The Director of Marketing and Advertising for Information Technology Services at Penn State is retiring. Last week, several candidates for the position were brought in, and one session was an open presentation/forum, where each candidate did the dog & pony show, then fielded questions from the audience.
My question was a written one - "How do you promote a service to PSU students in five seconds or less?" The moderators must have thought it was a joke, as it never made it to the candidates. Yet I was dead serious.
Some say today's students have shorter attention spans than previous generations. I disagree. It not that their attention spans are shorter, it's that the ability to gain and hold their attention is harder. There's too much noise. Even if you get someone's attention, the background noise continues, and chances are a blip will occur that will shift that person's attention away from your stuff. Time - the fourth dimension - is our enemy when it comes to reaching the current generation. We have to get in, snatch attention away from so many competing elements, make our point, and get out.
As an instructional designer, I always pay attention to TV ads. the good ones do what we need to do. In 30 seconds or less.TV advertisers understand they have a blip of time to reach and convince their audience to buy or do something. Instructional Designers can learn a great deal from their approach.
So what would an instructional lesson designed to acknowledge the fourth dimension be like? What if we tried to meld it with
Gagne's Nine Events of Instruction?
- Gain Attention
- Inform Learner of Objective
- Recall Prior Knowledge
- Present Material
- Provide Guided Learning
- Elicit Performance
- Provide Feedback
- Assess Performance
- Enhance Retention and Transfer
Gain Attention - Let's borrow from TV here. We need something splashy, with some cool background music. Something that reaches learners on the affective level, pulling them in and motivating them. In five seconds or less.
Inform Learner of Objective - Well, how about using Twitter's 140 character limit as a limit on how to present these? KISS - Keep It Simple, Stupid (or Keep It Short and Sweet).
Recall Prior Knowledge - How cool would it be to be able to link to learner's e-Portfolios and pull up relevant artifacts, visibly showing how the new lesson ties to existing knowledge? Work for assimilation, not accommodation unless you must.
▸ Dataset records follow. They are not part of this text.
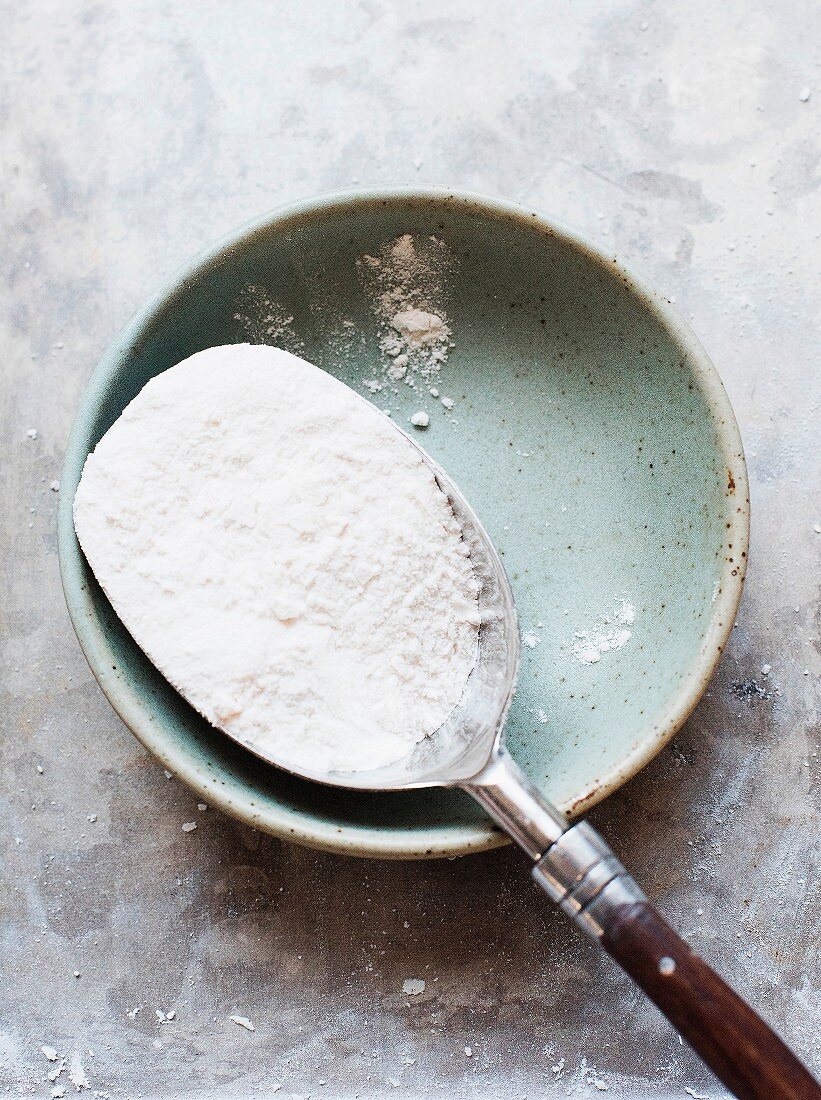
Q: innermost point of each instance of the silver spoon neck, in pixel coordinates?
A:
(515, 804)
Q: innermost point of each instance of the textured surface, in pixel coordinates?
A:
(130, 136)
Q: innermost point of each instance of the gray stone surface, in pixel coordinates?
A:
(135, 132)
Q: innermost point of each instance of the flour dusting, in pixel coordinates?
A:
(611, 631)
(265, 320)
(406, 289)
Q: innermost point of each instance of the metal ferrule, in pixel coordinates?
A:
(580, 872)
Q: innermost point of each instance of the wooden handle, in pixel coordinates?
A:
(734, 1042)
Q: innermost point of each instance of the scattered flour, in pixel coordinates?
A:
(264, 320)
(236, 516)
(611, 633)
(405, 286)
(76, 1073)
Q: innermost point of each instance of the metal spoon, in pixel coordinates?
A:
(571, 862)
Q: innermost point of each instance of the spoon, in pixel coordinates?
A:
(571, 862)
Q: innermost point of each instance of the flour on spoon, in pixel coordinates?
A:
(283, 554)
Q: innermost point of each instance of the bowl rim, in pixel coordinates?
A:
(374, 840)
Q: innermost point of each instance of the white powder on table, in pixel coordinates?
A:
(281, 551)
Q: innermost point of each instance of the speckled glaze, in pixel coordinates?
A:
(593, 438)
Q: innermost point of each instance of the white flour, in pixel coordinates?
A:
(612, 631)
(405, 286)
(285, 558)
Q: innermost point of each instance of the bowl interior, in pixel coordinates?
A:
(589, 433)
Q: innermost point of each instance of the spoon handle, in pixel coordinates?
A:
(578, 870)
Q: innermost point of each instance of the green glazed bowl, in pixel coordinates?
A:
(590, 433)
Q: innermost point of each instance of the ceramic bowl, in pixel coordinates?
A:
(590, 432)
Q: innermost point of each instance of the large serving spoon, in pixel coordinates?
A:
(571, 862)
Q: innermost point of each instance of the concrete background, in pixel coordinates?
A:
(687, 138)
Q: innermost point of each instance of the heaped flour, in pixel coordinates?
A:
(284, 557)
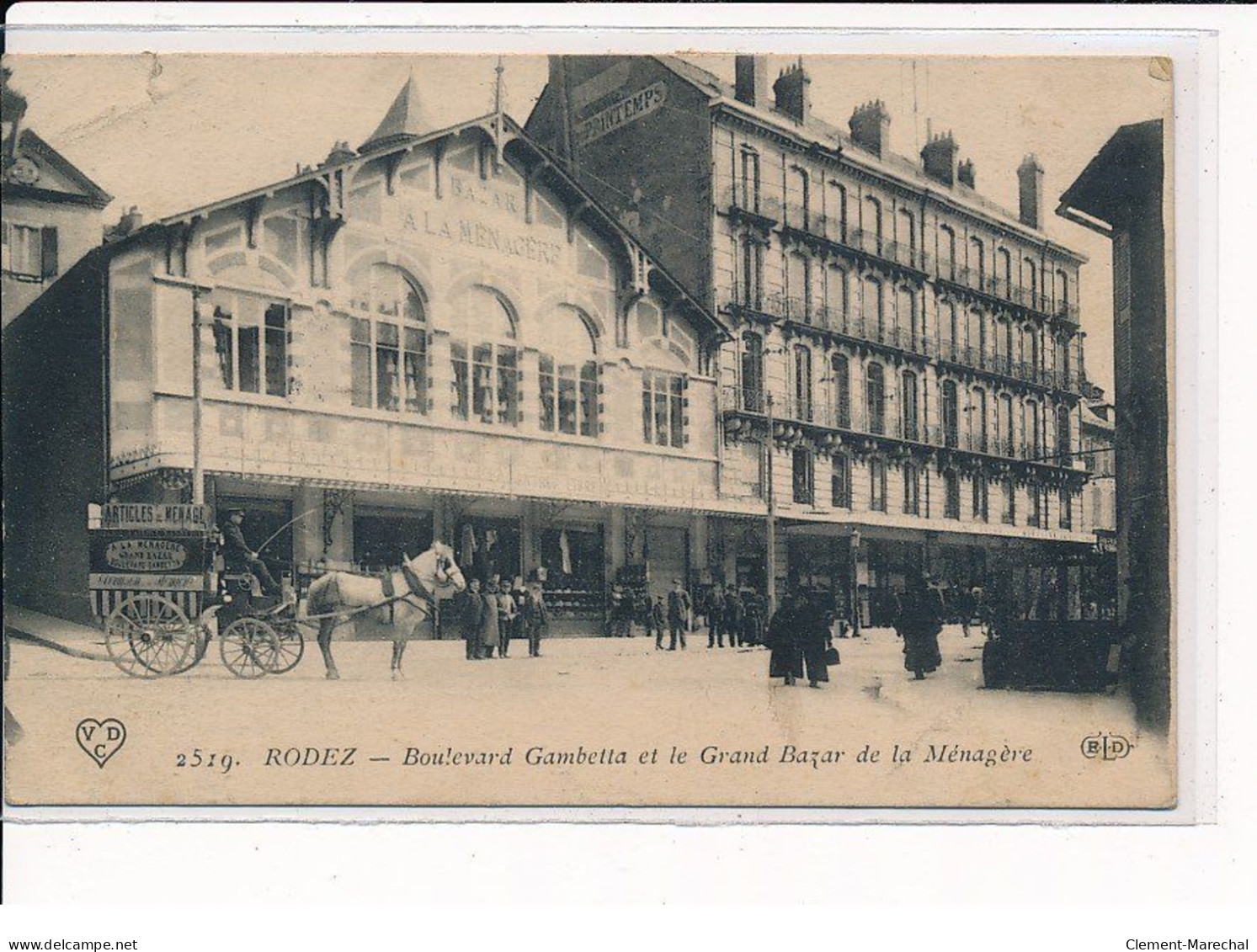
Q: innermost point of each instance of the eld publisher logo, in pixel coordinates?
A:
(1105, 747)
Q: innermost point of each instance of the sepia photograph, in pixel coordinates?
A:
(589, 431)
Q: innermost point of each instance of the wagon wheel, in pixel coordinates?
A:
(283, 655)
(148, 636)
(245, 645)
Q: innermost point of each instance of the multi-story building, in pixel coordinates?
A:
(439, 334)
(51, 211)
(908, 352)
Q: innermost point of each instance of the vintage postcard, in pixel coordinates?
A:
(635, 431)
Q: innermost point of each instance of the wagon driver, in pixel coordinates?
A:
(237, 551)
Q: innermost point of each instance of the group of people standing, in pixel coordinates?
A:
(499, 613)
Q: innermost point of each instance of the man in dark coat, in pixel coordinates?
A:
(678, 613)
(237, 556)
(471, 608)
(919, 625)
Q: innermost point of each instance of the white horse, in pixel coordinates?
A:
(421, 582)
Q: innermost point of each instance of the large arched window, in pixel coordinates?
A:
(951, 415)
(840, 375)
(909, 402)
(387, 341)
(568, 375)
(875, 398)
(752, 372)
(486, 360)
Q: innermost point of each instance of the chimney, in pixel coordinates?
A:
(751, 81)
(870, 127)
(940, 158)
(964, 173)
(791, 92)
(341, 152)
(1030, 180)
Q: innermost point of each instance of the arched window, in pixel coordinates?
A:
(840, 485)
(912, 489)
(872, 225)
(951, 495)
(946, 253)
(978, 423)
(387, 341)
(568, 375)
(802, 382)
(840, 375)
(977, 263)
(1063, 442)
(486, 360)
(752, 372)
(872, 311)
(836, 298)
(910, 406)
(836, 211)
(875, 398)
(951, 415)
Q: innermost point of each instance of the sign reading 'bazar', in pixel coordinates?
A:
(619, 114)
(145, 556)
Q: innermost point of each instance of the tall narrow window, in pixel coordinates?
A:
(389, 342)
(877, 484)
(1063, 442)
(840, 377)
(875, 398)
(840, 485)
(951, 495)
(752, 372)
(752, 274)
(872, 225)
(951, 416)
(802, 382)
(910, 406)
(912, 489)
(981, 497)
(748, 191)
(978, 425)
(803, 476)
(663, 408)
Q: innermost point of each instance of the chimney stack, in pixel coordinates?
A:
(1030, 180)
(791, 92)
(938, 156)
(751, 81)
(870, 127)
(964, 173)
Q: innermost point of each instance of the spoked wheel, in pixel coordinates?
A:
(148, 636)
(285, 652)
(245, 646)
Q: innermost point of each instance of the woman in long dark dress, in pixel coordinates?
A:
(786, 660)
(918, 625)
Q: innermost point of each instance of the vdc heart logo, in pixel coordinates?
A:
(101, 740)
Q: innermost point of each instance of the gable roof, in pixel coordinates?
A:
(35, 148)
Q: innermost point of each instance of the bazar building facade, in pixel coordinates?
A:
(903, 387)
(438, 336)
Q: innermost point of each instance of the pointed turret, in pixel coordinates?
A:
(405, 120)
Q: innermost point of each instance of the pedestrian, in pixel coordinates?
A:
(918, 625)
(535, 618)
(786, 658)
(734, 617)
(659, 620)
(754, 625)
(471, 608)
(678, 614)
(716, 617)
(488, 637)
(505, 620)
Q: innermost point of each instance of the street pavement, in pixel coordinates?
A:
(606, 719)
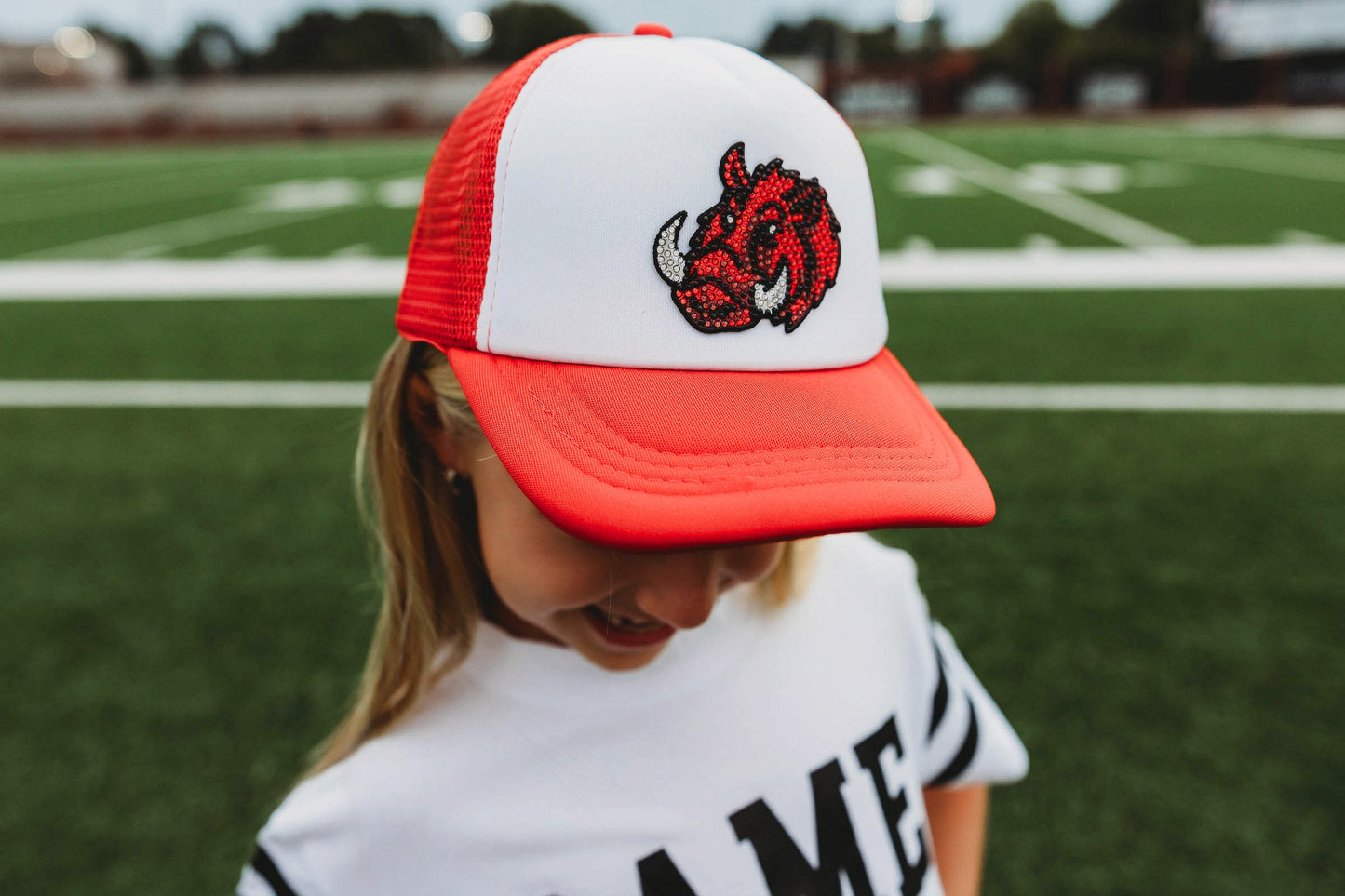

Ausubel would be so proud!
Present Material - Wow - this is a tough one. This is where the bulk of time is spent. Again, turning to a body of evidence of prior learning, like an e-Portfolio, why not do a quick and dirty assessment of learner's prior knowledge, then pull up a quick Yes/No survey that asks the learners if they know the listed aspects of the material to be learned? Let's say there are 10 "chunks" of content, each relating to a specific learning objective. Some program/expert system/LMS pulls up some evidence of learning artifacts from the learner's e-Portfolio perhaps tied to the current objectives and asks the learner to indicate what they do/do not know about the current objectives. Then the instruction is tailored to the individual to present just the material that is needed. This implies an underlying electronic system that can handle this, and a body of evidence to tap into, but it could be done without all that - it would just take more up-front work bythe designers an implementers of the instruction.
Provide Guided Learning - How do you provide help as needed that's quick and unobtrusive? I think we cover that in F2F situations fairly well. We look for body language cues to indicate if learners "get it," adjust as needed and offer additional information, than carry on. In electronic situations it's different. We can provide the tried and true question every several minutes to see if the learners "got it," then brach instruction accordingly. A bit old fashioned, but it works for learners that don;t have a clue about their own learning styles and don't know how to reflect on their own learning. Better would be to teach learners up front these skills and provide them with Electronic Performance Support Systems (EPSS) that allow them to choose when and where they need guidance. Best would be some way to monitor students galvantic skin responses, eye movements, etc. and use that strem of data to make decisions akin to an instructor that can observe the learners F2F, but that's far fetched for now.
Elicit Performance & Assess Performance - Ah , the crux of the biscuit! Did the learner actually learn? Why not build the performance & assessment right into the instruction - couple it so that it occurs naturally, instead of having a time-consuming TEST at the end of an instructional sequence. Simulations and games offer this possibility, as do mini-activities build into instruction.
Provide Feedback - Following the "Elicit Performance" step, feedback should occur throughout the instructional sequence, where it will be perceived as natural and not a timely add-on after instruction.
Enhance Retention and Transfer - This fails to happen so many times in education. We teach, assess, them move on to another topic that may have little conceptually to do with the previous topic. In recent years instructional theorists have moved away from the notion of far transfer, citing little empirical evidence to support instructional activities that lead to it. So way try to build it into the instruction at all? Why not ask the learners to make the connections, in the form of reflective exercises that are tied to an e-Portfolio, exercise that the AI/expert system for the
next instructional sequence can tap into to KISS this upcoming instructional experience?
So - instructional design and the fourth dimension. We can't escape the fourth dimension, for without it you have no learning. Learning takes time. Yet in today's world, with so many things constantly clamoring for our attention, instructional designers need to look for ways to design the five-second lesson. We'll never get there, but it's a goal for which it's worth striving.